Quick note - Julian Meyrick, associate director at the MTC, has a review of Leonard Radic's Contemporary Australian Drama in today's Age. Very different take to mine, and I hasten to say that I respect Meyrick's opinion. Just one quibble, for which I beg your indulgence, because it's close to home; but I do think it matters beyond the personal. Meyrick notes that "[Radic's] overview of Daniel Keene is particularly valuable, giving a sense of the range and stylistic variation this brilliant stage writer has achieved."
Perhaps this is so. But it's kind of distressing that this chapter will probably be a first port of call for those interested in Keene's work, because it is shockingly incomplete.
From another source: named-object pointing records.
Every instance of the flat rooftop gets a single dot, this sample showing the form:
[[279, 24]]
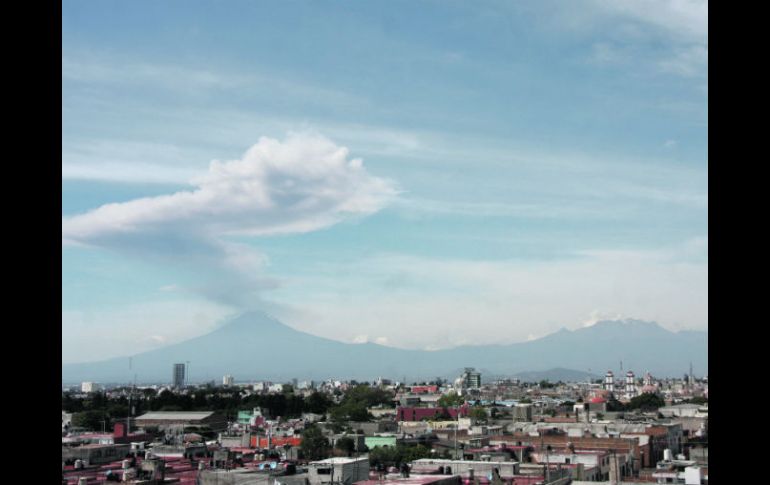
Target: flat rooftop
[[338, 461], [412, 480], [176, 415]]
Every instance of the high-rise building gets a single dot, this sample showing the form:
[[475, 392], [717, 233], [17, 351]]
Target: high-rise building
[[89, 387], [178, 376]]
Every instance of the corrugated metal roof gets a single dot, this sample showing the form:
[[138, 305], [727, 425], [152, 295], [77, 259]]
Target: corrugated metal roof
[[176, 415]]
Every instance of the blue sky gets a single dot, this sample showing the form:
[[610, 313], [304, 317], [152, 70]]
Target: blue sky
[[385, 169]]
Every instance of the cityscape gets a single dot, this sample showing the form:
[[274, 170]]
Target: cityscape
[[384, 242]]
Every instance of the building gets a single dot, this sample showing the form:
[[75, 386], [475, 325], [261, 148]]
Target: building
[[178, 377], [405, 413], [522, 412], [95, 454], [338, 470], [471, 378], [609, 382], [90, 387], [179, 419]]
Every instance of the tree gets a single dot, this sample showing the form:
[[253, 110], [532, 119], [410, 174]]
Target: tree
[[647, 402], [314, 446], [91, 420]]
Although it considers many shorter works, it doesn't mention several major plays, including what many (admittedly French) critics consider his most significant play, Terminus. Terminus premiered in Adelaide, as part of the decade-long collaboration between Keene and Tim Maddock of the Red Shed Company (also not mentioned at all, although the equally significant, if shorter, collaboration with Ariette Taylor is discussed at length).
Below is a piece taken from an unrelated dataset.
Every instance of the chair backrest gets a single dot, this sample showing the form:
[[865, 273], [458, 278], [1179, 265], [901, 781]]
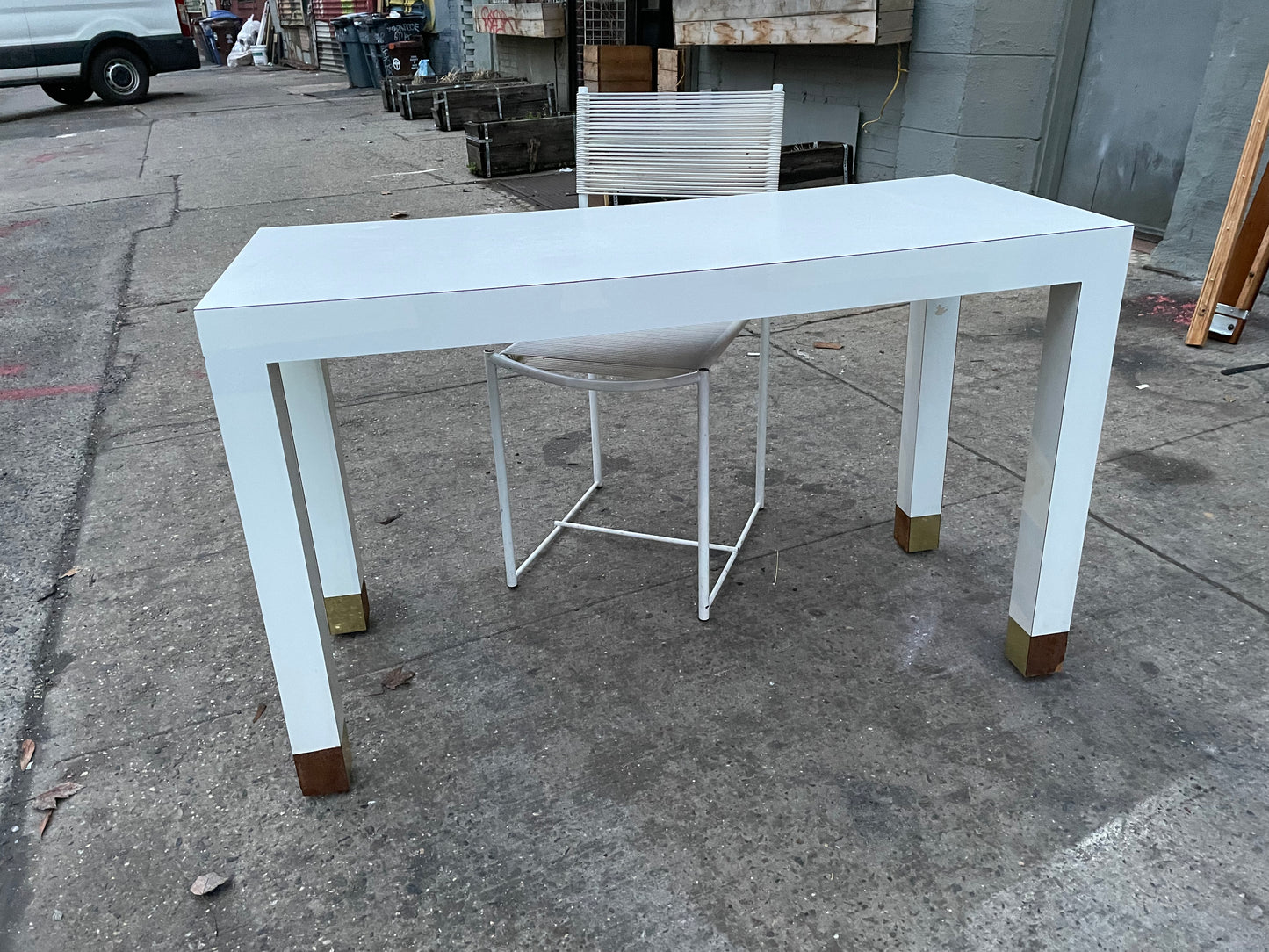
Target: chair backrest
[[681, 145]]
It wouldn't matter if the book didn't claim to be comprehensive; but it does. I just note this rather sadly as a corrective: once something is framed between the covers of a book, it tends to gain the holy aura of fact. And this is how people get unjustly written out of history.
PS I just remembered a response I wrote to Terminus after its premiere in 1996. Nobody would publish it because it is not done to respond to work involving one's spouse; but hey, back then nobody else would do it. The play itself is available from Salt Publishing in the collection Terminus and Other Plays.